Poster Presentation 32nd Lorne Cancer 2020

Identifying biomarkers to guide immunotherapy treatment of cancer of unknown primary (#332)

Atara Posner 1 , Andrew Pattison 1 , Shiva Balachander 1 , Colin Wood 2 , Krista Fisher 2 , Andrew Fellowes 2 , Dariush Etemadmoghadam 2 , HuiLi Wong 2 , Eryn Dow 2 , Anna DeFazio 3 , Nicholas Wilcken 4 , Bo Gao 4 , Chris Karapetis 5 , Madhu Singh 6 , Ian Collins 7 , Gary Richardson 8 , Christopher Steer 9 , Mark Warren 10 , Narayan Karanth 11 , Penny Schofield 2 , David Bowtell 2 , Owen Prall 2 , Linda Mileshkin 2 , Richard Tothill 1 2
  1. Rare Disease Oncogenomics Lab, UMCCR, University of Melbourne, Melbourne, VICTORIA, Australia
  2. Peter MacCallum Cancer Centre, Melbourne, Vic, Australia
  3. The Westmead Institute for Medical Research, The University of Sydney, Sydney, NSW, Australia
  4. Department of Medical Oncology, Crown Princess Mary Cancer Centre, Westmead Hospital, Sydney, NSW, Australia
  5. Department of Medical Oncology, Flinders University and Flinders Medical Centre, Melbourne , Vic, Australia
  6. Department of Medical Oncology, Barwon Health Cancer Services, Melbourne, Vic, Australia
  7. Department of Medical Oncology, South West Regional Cancer Care and Deakin University, Geelong, Vic, Australia
  8. Department of Medical Oncology, Cabrini, Melbourne, Vic, Australia
  9. Border Medical Oncology, Albury Wodonga Regional Cancer Centre, Albury, Vic, Australia
  10. Department of Medical Oncology, Bendigo Health, Bendigo, Vic, Australia
  11. Division of Medicine, Top End Health and Hospital Services, Alan Walker Cancer Centre, Darwin, NT, Australia

Cancer of unknown primary (CUP) is a metastatic cancer where a primary tissue of origin (ToO) evades detection despite extensive clinical investigation. CUP is typically treated with empiric chemotherapy, which provides limited survival benefit for most patients. Recent approaches to the workup and treatment of CUP have involved gene-expression profiling to resolve the likely ToO, enabling site specific therapy, and mutational profiling to identify targeted treatments.
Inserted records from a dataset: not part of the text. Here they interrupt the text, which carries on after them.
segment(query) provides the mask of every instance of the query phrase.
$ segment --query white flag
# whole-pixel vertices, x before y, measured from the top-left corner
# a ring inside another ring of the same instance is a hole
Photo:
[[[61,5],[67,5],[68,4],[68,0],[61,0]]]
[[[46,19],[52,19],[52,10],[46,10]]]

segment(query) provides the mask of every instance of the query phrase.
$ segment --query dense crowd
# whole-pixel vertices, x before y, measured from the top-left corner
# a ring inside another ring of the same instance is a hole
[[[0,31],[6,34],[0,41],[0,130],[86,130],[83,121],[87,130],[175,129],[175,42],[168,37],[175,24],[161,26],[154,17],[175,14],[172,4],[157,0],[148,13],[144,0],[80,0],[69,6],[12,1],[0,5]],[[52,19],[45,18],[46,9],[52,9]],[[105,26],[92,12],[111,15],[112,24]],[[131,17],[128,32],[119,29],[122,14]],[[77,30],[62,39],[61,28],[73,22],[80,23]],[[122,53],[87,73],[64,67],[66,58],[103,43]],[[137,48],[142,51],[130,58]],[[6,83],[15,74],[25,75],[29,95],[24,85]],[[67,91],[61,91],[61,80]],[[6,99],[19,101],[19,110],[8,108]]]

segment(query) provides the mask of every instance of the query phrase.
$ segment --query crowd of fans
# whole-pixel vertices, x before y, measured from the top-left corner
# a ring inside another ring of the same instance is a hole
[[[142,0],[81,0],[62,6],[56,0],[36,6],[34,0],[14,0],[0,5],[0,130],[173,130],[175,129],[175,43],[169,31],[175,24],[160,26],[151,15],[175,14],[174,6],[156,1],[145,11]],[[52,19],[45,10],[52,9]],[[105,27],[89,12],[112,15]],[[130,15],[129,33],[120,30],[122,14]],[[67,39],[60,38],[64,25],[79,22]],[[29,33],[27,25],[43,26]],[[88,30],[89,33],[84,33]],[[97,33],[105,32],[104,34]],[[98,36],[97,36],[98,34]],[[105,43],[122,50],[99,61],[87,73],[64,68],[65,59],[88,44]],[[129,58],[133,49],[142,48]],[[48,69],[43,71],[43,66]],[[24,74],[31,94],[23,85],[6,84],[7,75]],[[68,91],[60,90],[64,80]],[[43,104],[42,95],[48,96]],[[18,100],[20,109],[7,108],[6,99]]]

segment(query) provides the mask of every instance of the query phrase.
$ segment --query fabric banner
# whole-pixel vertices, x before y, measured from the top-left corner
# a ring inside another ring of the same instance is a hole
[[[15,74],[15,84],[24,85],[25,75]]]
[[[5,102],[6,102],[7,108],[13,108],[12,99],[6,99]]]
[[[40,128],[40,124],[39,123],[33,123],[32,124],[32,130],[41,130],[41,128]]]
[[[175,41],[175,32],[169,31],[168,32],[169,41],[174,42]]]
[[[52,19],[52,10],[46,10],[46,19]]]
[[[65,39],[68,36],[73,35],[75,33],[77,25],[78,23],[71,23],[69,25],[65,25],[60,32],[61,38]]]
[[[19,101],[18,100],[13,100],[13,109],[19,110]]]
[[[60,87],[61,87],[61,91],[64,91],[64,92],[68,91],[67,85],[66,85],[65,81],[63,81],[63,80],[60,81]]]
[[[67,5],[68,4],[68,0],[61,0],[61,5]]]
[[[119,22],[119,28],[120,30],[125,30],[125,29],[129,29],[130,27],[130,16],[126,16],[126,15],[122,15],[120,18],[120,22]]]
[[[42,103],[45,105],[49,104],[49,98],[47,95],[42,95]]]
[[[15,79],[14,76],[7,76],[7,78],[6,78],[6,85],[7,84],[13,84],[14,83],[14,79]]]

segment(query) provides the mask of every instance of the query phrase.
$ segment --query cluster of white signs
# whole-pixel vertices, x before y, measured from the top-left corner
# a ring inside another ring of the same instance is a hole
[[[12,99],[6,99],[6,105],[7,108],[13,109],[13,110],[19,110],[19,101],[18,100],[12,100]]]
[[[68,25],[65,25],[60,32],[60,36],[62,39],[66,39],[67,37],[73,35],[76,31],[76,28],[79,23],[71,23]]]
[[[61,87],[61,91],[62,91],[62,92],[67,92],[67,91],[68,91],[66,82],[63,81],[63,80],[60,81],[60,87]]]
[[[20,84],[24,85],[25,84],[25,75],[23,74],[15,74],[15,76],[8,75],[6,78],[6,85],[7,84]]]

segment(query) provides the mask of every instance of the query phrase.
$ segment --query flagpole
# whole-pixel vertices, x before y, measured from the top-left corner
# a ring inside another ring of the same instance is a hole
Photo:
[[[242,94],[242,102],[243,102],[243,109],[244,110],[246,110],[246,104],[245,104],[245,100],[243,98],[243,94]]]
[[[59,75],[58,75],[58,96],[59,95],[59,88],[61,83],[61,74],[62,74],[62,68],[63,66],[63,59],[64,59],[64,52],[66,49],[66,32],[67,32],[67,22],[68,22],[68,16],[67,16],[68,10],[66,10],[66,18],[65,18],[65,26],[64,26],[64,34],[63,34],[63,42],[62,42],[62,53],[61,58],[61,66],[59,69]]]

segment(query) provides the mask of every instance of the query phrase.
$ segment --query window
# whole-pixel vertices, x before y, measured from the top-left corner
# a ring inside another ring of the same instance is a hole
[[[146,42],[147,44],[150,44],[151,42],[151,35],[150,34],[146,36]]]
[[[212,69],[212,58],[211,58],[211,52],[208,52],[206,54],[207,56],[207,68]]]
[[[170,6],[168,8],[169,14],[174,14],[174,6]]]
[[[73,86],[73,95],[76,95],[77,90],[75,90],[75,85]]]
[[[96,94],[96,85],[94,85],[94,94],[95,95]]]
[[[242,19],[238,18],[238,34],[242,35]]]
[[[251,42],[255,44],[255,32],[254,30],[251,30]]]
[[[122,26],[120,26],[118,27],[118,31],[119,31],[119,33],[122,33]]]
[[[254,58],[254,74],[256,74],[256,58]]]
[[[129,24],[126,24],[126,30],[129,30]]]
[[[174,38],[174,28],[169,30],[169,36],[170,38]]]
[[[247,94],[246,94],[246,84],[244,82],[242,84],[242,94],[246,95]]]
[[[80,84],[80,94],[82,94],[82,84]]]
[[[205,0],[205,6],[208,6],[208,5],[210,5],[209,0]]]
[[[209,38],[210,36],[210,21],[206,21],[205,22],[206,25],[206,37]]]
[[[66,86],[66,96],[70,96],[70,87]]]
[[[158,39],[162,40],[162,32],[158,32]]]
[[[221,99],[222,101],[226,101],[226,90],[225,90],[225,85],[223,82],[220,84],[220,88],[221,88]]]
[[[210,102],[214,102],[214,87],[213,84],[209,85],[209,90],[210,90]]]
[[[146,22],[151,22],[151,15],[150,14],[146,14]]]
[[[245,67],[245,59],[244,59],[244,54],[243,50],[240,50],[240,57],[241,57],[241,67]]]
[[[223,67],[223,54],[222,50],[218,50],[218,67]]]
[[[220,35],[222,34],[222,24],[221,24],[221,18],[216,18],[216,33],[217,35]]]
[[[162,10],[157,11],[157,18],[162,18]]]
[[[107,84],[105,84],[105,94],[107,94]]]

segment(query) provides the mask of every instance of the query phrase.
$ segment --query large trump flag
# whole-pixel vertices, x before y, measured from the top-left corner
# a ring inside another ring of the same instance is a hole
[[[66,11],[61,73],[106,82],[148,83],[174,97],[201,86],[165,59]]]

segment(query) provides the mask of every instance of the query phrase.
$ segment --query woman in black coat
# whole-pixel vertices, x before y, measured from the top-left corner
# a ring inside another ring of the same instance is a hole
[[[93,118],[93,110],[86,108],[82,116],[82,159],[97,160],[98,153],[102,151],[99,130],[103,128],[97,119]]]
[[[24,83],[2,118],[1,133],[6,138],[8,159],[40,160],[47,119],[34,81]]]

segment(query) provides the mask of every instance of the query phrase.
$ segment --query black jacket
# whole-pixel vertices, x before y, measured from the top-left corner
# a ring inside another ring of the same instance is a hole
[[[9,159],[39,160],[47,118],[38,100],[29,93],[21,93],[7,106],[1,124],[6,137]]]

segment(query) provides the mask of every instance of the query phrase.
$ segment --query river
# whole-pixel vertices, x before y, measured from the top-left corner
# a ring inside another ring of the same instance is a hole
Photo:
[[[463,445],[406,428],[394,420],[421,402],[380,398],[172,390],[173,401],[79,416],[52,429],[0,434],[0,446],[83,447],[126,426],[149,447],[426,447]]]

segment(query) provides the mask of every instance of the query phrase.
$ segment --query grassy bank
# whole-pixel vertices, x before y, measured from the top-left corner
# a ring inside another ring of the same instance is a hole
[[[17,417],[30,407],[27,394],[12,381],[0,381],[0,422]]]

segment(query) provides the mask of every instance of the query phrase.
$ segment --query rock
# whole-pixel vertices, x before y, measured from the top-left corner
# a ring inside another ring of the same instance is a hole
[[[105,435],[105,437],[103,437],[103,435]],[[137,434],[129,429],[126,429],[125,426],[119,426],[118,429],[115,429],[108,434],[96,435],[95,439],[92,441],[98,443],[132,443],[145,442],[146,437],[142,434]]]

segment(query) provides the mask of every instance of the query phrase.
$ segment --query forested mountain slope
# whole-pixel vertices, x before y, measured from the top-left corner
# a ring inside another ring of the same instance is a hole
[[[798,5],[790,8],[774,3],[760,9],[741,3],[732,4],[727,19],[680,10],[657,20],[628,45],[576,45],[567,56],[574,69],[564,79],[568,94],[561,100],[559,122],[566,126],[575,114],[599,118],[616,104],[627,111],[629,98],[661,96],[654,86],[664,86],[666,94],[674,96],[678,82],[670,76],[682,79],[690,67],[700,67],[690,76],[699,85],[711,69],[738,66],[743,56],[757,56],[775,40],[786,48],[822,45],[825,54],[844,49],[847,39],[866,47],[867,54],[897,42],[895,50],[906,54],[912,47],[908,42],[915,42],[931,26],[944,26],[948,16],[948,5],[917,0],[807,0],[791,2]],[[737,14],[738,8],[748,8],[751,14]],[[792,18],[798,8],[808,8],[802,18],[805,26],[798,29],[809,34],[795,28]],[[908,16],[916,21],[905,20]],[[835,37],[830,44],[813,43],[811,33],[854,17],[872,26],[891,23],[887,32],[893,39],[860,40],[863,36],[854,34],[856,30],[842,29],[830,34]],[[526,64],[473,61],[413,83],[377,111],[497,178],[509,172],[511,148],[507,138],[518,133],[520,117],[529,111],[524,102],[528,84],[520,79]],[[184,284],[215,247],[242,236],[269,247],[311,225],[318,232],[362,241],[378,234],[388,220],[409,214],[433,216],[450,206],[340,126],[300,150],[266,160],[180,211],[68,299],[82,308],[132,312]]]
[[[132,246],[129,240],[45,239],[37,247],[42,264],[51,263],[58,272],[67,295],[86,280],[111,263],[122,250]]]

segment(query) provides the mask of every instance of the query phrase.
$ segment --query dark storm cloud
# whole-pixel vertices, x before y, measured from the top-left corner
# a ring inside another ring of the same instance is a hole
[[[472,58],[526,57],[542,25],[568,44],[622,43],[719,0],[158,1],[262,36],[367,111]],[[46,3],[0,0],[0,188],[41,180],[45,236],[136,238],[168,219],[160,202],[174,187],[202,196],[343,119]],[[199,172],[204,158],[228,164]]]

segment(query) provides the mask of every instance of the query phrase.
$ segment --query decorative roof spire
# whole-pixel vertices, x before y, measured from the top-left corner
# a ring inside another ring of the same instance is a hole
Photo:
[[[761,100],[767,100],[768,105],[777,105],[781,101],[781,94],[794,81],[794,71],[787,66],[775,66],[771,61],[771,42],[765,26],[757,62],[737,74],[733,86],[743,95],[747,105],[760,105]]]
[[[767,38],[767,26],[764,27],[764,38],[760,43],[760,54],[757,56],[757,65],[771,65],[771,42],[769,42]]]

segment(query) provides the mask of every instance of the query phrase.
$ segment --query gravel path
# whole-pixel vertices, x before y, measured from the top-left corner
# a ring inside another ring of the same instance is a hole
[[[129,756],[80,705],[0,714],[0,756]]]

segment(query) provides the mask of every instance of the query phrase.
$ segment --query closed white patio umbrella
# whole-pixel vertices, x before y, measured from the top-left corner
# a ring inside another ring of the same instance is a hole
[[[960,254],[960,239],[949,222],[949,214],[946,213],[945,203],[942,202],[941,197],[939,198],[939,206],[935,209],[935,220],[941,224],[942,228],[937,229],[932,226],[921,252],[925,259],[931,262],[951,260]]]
Current evidence from our group and others is that both of these methods can have some clinical benefit but only in a minority of cases.

Immunotherapy, which is efficacious across many cancer types, may also be effective in CUP. As part of the Solving Unknown Primary Cancer (SUPER) study we have reviewed the outcomes of 18 CUP patients treated with anti-PD1/PD-L1 immune checkpoint inhibition (ICI) therapy, showing that seven had partial response, five had stable disease and six had progressive disease. As part of SUPER, genomic data is available for 245 patients involving gene-expression profiling by custom Nanostring panel assay and/or cancer panel DNA sequencing.  We used the genomic data from 217 of these patients to explore interdependencies between predicted ToO (based gene-expression testing), immune gene-expression patterns, mutation profile and ICI response.  Tumour mutation burden was weakly correlated with a gene-expression score for adaptive immune response (AIR) based on averaged z-score values of six genes (CD8A, IFNG, PRF1, PD-L1, GZMA, GZMB) (Spearman rho=0.136) with many outliers exhibiting low TMB but high AIR scores. Amongst 18 patients treated with ICIs genomic data was available and we found that an elevated AIR score was more predictive of ICI response than TMB.  All patients with either stable disease or partial response to ICI treatment had positive AIR scores, whereas all patients with progressive disease had negative AIR scores.

Our results demonstrate that ICI therapy may benefit some CUP patients and that an adaptive immune response gene-expression score may be predictive of ICI treatment response.